Deze beroepsgrond slaagt niet. Op het perceel waar de midgetgolfbaan is gevestigd is het bestemmingsplan ‘Bestemmingsplan Vlieland Kom’ van toepassing. De gronden waarop de kiosk is gebouwd hebben de bestemming ‘Sport’. Het op deze gronden toegelaten gebruik is geregeld in artikel 16 van de planregels. Uit artikellid 16.1 van de planregels volgt dat gronden met de bestemming ‘Sport’ zijn bestemd voor een midgetgolfbaan met daarbij behorende gebouwen ten behoeve van onderhoud en beheer, parkeervoorzieningen, groenvoorzieningen, paden, terreinen en bouwwerken, geen gebouwen zijnde.
7.3.
De rechtbank volgt het college dat het bestemmingsplan het gebruik van bouwwerken ten behoeve van (ondergeschikte) horeca niet toestaat.

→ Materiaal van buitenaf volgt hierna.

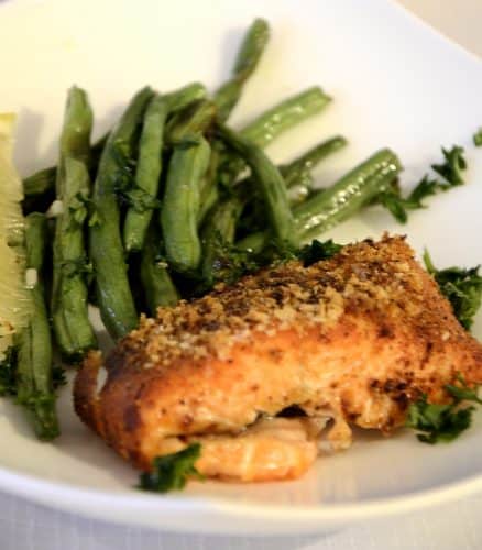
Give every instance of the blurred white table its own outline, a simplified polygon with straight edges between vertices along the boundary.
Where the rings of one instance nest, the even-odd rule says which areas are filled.
[[[482,0],[399,2],[482,56]],[[0,494],[0,550],[480,550],[481,518],[482,495],[325,537],[201,537],[113,526]]]

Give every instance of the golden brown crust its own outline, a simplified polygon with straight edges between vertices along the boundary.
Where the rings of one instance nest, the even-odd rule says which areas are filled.
[[[97,398],[86,361],[76,410],[146,469],[183,438],[235,435],[293,404],[388,432],[420,393],[447,399],[443,386],[458,372],[482,383],[482,348],[404,239],[385,237],[160,309],[120,342],[106,369]],[[337,426],[331,438],[343,447],[348,427]]]

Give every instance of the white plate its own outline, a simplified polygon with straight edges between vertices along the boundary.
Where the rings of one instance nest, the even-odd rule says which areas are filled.
[[[341,132],[351,146],[325,163],[330,183],[375,148],[390,145],[415,183],[439,145],[467,146],[469,184],[434,198],[407,227],[382,211],[333,231],[339,240],[406,232],[437,265],[482,260],[482,66],[383,0],[17,1],[0,8],[2,110],[19,111],[17,158],[23,174],[55,158],[66,89],[89,94],[96,134],[106,131],[144,84],[161,90],[189,80],[218,85],[255,15],[273,38],[233,121],[242,122],[300,88],[321,84],[335,97],[320,117],[272,148],[286,158]],[[475,334],[482,336],[482,319]],[[0,404],[0,487],[51,506],[169,530],[223,534],[326,531],[354,520],[428,506],[482,488],[482,422],[450,446],[357,435],[346,453],[325,457],[304,479],[256,486],[206,483],[168,496],[133,488],[136,474],[61,400],[63,436],[37,443],[22,415]]]

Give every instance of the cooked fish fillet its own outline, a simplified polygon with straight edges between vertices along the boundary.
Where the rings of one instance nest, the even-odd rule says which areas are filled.
[[[97,389],[99,369],[107,381]],[[292,479],[350,425],[391,432],[408,404],[462,373],[482,383],[482,346],[454,318],[403,238],[291,262],[141,320],[75,384],[81,419],[135,466],[202,443],[198,470],[235,481]],[[304,416],[280,418],[296,406]]]

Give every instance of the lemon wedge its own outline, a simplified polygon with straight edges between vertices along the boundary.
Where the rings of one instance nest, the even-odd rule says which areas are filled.
[[[13,334],[28,324],[31,312],[20,206],[23,190],[12,160],[14,124],[13,113],[0,113],[0,360]]]

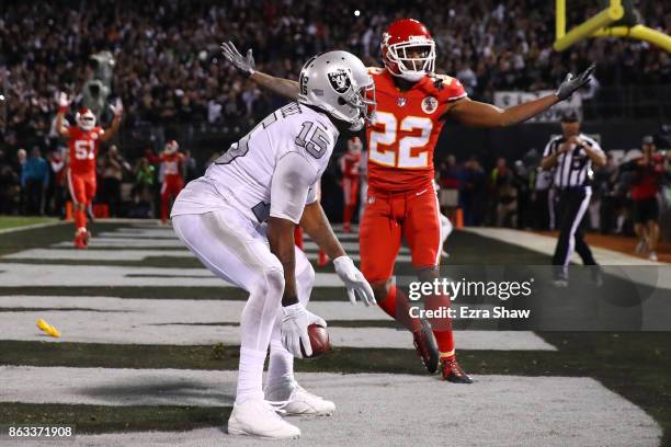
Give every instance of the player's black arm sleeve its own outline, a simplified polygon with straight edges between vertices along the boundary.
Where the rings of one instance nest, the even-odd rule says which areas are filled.
[[[296,81],[284,78],[275,78],[274,76],[270,76],[261,71],[254,71],[249,79],[254,81],[258,85],[264,88],[265,90],[270,90],[280,96],[288,98],[293,101],[298,99],[298,82]]]
[[[300,218],[300,228],[322,249],[330,259],[344,256],[345,252],[336,237],[331,224],[319,200],[307,205]]]

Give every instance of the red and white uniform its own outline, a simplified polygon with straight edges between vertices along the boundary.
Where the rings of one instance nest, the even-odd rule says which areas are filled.
[[[366,129],[368,196],[360,243],[368,282],[389,278],[405,238],[412,264],[431,267],[441,254],[440,209],[433,187],[433,151],[450,103],[466,96],[448,76],[424,76],[401,91],[388,70],[372,68],[377,110]]]
[[[340,158],[340,171],[342,172],[342,193],[344,196],[345,206],[356,204],[356,196],[359,195],[360,165],[360,151],[348,151],[344,156]]]
[[[95,160],[100,149],[102,127],[83,130],[79,126],[68,128],[70,161],[68,165],[68,187],[72,200],[89,206],[95,197]]]
[[[161,220],[168,220],[168,205],[171,197],[177,197],[184,188],[184,177],[182,176],[182,163],[184,154],[180,152],[161,153],[159,157],[161,171],[163,173],[163,184],[161,185]]]

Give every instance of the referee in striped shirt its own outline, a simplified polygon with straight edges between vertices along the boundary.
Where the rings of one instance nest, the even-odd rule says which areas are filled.
[[[553,170],[559,191],[557,228],[559,240],[553,256],[555,285],[568,286],[568,264],[573,250],[584,265],[596,265],[584,242],[582,218],[592,196],[592,165],[603,167],[605,154],[596,141],[580,133],[578,113],[568,110],[561,115],[561,136],[550,139],[543,152],[541,168]],[[598,274],[598,270],[594,271]]]

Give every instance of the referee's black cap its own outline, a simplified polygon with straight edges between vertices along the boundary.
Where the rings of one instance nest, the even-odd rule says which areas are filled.
[[[567,108],[561,112],[561,123],[577,123],[580,121],[580,115],[575,108]]]

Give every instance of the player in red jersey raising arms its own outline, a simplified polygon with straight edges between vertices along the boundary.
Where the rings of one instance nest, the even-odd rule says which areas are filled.
[[[111,105],[114,113],[112,126],[103,129],[95,125],[95,115],[82,107],[75,115],[76,126],[65,125],[65,114],[70,105],[67,94],[60,93],[58,99],[58,115],[56,128],[58,134],[68,140],[69,165],[67,171],[68,187],[75,203],[75,248],[86,249],[91,238],[87,230],[87,208],[95,197],[95,159],[101,142],[110,140],[118,130],[123,106],[121,101]]]
[[[522,123],[569,98],[589,82],[593,67],[568,74],[555,94],[509,108],[473,101],[458,80],[435,74],[435,43],[427,27],[412,19],[391,23],[383,35],[385,68],[371,68],[377,110],[366,128],[368,197],[360,226],[361,271],[373,286],[379,307],[413,335],[414,346],[430,373],[470,383],[455,357],[451,322],[410,318],[408,298],[393,282],[401,238],[410,247],[412,265],[422,282],[439,275],[441,225],[433,188],[433,151],[446,119],[484,127]],[[305,94],[298,82],[254,70],[251,49],[240,55],[231,43],[224,56],[258,84],[286,98]],[[448,306],[445,296],[428,297],[427,308]],[[440,362],[440,364],[439,364]]]
[[[344,207],[342,222],[344,232],[352,231],[352,215],[359,198],[359,167],[361,164],[361,138],[348,139],[348,151],[340,158],[340,172],[342,173],[342,196]]]
[[[163,152],[160,154],[163,184],[161,185],[161,222],[168,222],[168,207],[170,199],[180,194],[184,187],[184,177],[182,168],[184,163],[184,154],[178,152],[180,145],[175,140],[170,140],[166,144]]]

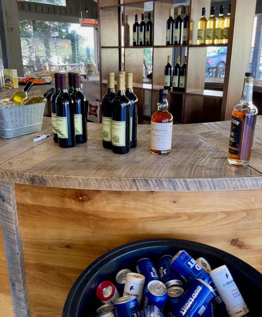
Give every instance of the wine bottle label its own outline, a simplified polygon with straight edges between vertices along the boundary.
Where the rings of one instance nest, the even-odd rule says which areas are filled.
[[[83,134],[83,127],[82,126],[82,115],[74,114],[75,131],[76,135]]]
[[[173,76],[173,82],[172,85],[173,87],[178,87],[178,76]]]
[[[112,120],[112,144],[117,146],[125,146],[125,121]]]
[[[173,122],[157,123],[151,121],[151,147],[158,151],[171,148]]]
[[[112,118],[102,117],[102,139],[104,141],[111,141]]]
[[[61,139],[68,139],[67,118],[66,117],[57,117],[57,136]]]
[[[57,133],[57,114],[51,113],[52,116],[52,129],[53,133]]]
[[[204,41],[205,40],[205,29],[199,29],[198,30],[198,40]]]
[[[180,88],[184,88],[185,87],[185,76],[180,76],[179,79],[179,87]]]

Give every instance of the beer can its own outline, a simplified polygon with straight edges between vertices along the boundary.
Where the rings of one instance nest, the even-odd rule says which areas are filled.
[[[170,262],[172,256],[163,256],[159,259],[159,275],[161,282],[165,284],[171,280],[179,280],[180,277],[174,270],[171,269]]]
[[[145,307],[153,305],[161,309],[167,299],[167,293],[165,284],[159,281],[151,281],[145,288],[143,306]]]
[[[124,296],[135,296],[140,305],[143,297],[144,276],[138,273],[128,273],[125,279]]]
[[[124,296],[114,303],[116,317],[139,317],[139,305],[134,296]]]
[[[97,309],[97,317],[115,317],[115,307],[111,304],[105,304]]]
[[[120,297],[116,287],[109,281],[105,281],[97,286],[97,296],[104,304],[113,304],[115,301]]]
[[[128,268],[124,268],[119,271],[116,275],[117,287],[118,289],[124,290],[125,282],[125,277],[128,273],[131,273],[131,271]]]
[[[211,281],[209,274],[185,250],[177,253],[172,259],[171,265],[186,282],[190,282],[195,279],[200,279],[208,283]]]
[[[210,276],[230,316],[241,317],[249,311],[226,265],[212,270]]]
[[[145,277],[146,285],[151,281],[159,281],[158,272],[151,260],[147,258],[140,259],[137,262],[137,272]]]

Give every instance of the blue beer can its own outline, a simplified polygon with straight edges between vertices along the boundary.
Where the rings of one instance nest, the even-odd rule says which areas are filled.
[[[171,280],[179,280],[180,277],[170,267],[172,256],[163,256],[159,259],[159,275],[161,282],[165,284]]]
[[[139,305],[135,296],[119,297],[114,302],[114,306],[116,317],[139,317]]]
[[[158,272],[151,260],[147,258],[140,259],[137,262],[137,272],[145,277],[144,283],[147,285],[151,281],[159,281]]]
[[[191,282],[195,279],[200,279],[208,284],[211,281],[209,274],[185,250],[177,253],[171,261],[171,266],[186,282]]]
[[[162,309],[167,299],[166,288],[159,281],[151,281],[145,288],[142,301],[143,307],[154,305]]]
[[[210,285],[196,279],[174,307],[172,314],[176,317],[201,316],[214,297],[215,293]]]

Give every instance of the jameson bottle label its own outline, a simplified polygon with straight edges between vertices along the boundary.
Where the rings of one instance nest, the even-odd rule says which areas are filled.
[[[57,114],[51,113],[52,116],[52,129],[53,133],[57,133]]]
[[[111,121],[112,118],[102,117],[102,139],[104,141],[111,141]]]
[[[61,139],[68,139],[67,118],[66,117],[57,117],[57,136]]]
[[[82,126],[82,115],[75,114],[75,131],[76,135],[83,134],[83,127]]]
[[[112,144],[117,146],[125,146],[125,121],[112,120]]]

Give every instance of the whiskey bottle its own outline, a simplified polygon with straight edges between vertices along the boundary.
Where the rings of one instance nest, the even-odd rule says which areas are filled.
[[[168,154],[171,151],[173,116],[167,111],[167,90],[160,89],[158,110],[151,118],[150,151],[154,154]]]
[[[258,109],[252,102],[254,73],[246,73],[242,98],[232,113],[228,164],[232,166],[247,166],[251,154]]]

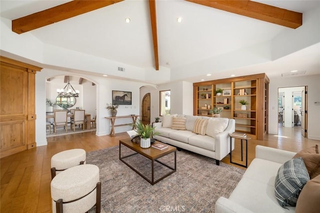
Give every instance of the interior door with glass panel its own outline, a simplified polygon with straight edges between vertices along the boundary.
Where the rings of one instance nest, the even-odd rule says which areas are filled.
[[[301,93],[301,135],[304,138],[308,138],[308,86],[306,86]]]

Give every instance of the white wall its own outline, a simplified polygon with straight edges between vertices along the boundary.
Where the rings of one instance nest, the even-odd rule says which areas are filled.
[[[278,134],[278,93],[281,87],[308,86],[308,138],[320,140],[320,74],[291,78],[270,78],[269,85],[269,133]]]
[[[294,124],[294,108],[292,94],[294,92],[301,93],[304,87],[284,87],[279,88],[279,92],[283,92],[284,96],[284,127],[292,127]]]

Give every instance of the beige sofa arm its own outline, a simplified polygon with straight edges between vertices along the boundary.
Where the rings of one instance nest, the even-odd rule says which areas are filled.
[[[257,145],[256,147],[256,158],[274,162],[284,164],[292,159],[296,153],[270,147]]]
[[[223,197],[220,197],[216,201],[214,212],[216,213],[254,213],[242,206]]]

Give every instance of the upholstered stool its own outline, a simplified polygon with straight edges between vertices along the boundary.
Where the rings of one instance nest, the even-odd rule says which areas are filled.
[[[61,171],[86,163],[86,151],[82,149],[66,150],[51,158],[51,179]]]
[[[100,213],[101,182],[99,168],[92,164],[66,170],[51,182],[53,213],[84,213],[96,205]]]

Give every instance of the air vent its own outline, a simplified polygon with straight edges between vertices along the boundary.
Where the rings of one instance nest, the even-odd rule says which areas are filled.
[[[124,72],[126,71],[126,68],[124,68],[124,67],[120,67],[120,66],[118,67],[118,71],[120,71],[120,72]]]
[[[298,71],[294,72],[286,72],[282,73],[281,76],[282,77],[290,77],[290,76],[296,76],[297,75],[303,75],[306,74],[306,71]]]

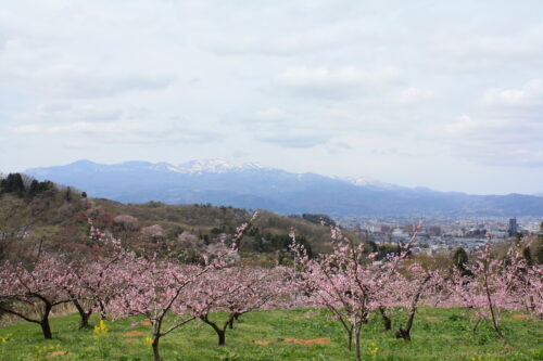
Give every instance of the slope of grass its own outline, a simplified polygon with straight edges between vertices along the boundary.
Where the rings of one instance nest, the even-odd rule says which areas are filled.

Uit de planregels volgt dat slechts een midgetgolfbaan en daarbij behorende voorzieningen zoals die in de planregels zijn genoemd, zijn toegestaan. De verkoop van snacks en dranken of ‘ondergeschikte horeca’ hoort daar niet bij. Uit de stelling van eisers dat het gebruikelijk is om versnaperingen te verkopen bij midgetgolfbanen of andere sportfaciliteiten, volgt niet dat dit volgens het bestemmingsplan ook is toegestaan. De planregels van het bestemmingsplan ten aanzien van de bestemming ‘Sport’ zijn naar het oordeel van de rechtbank duidelijk. Dat detailhandel in artikellid 16.3 uitdrukkelijk is uitgesloten en horeca niet, maakt niet dat horeca wel is toegestaan. Ook het gebruik van de woorden “bijbehorende functies” in het bestreden besluit maakt dat niet anders. In de bestemmingsomschrijving staat welk gebruik is toegelaten en daartoe behoort naar het oordeel van de rechtbank niet het door eisers gewenste gebruik. Voor dat gebruik is daarom een omgevingsvergunning vereist om af te wijken van het bestemmingsplan (als bedoeld in artikel 2.1, eerste lid, onder c, van de Wabo).
7.4.
Voor zover eisers erop hebben gewezen dat bij het zwembad ‘Flidunen’ en een tennisclub wel ondergeschikte horeca zou zijn toegelaten, overweegt de rechtbank dat op die locaties een ander bestemmingsplan (‘Recreatieve Voorzieningen’) van toepassing is. De uitleg van de planregels van dat bestemmingsplan is niet bepalend voor de uitleg van de planregels van het bestemmingsplan ‘Bestemmingsplan Vlieland Kom’. Het college heeft bovendien aangegeven dat ook op grond van de regels van het bestemmingsplan ‘Recreatieve Voorzieningen’ ondergeschikte horeca niet bij recht is toegestaan. Het college heeft voor wat betreft het zwembad aangegeven te overwegen dit alsnog te regelen, maar niet is gebleken dat dit is gebeurd. De door eisers gestelde situatie bij het zwembad en de tennisbanen leidt niet tot het oordeel dat op grond van artikellid 16.1 van de planregels bij het bestemmingsplan ‘Bestemmingsplan Vlieland Kom’ondergeschikte horeca bij recht is toegelaten of voor de midgetgolfbaan moet worden toegelaten. Deze beroepsgrond slaagt niet.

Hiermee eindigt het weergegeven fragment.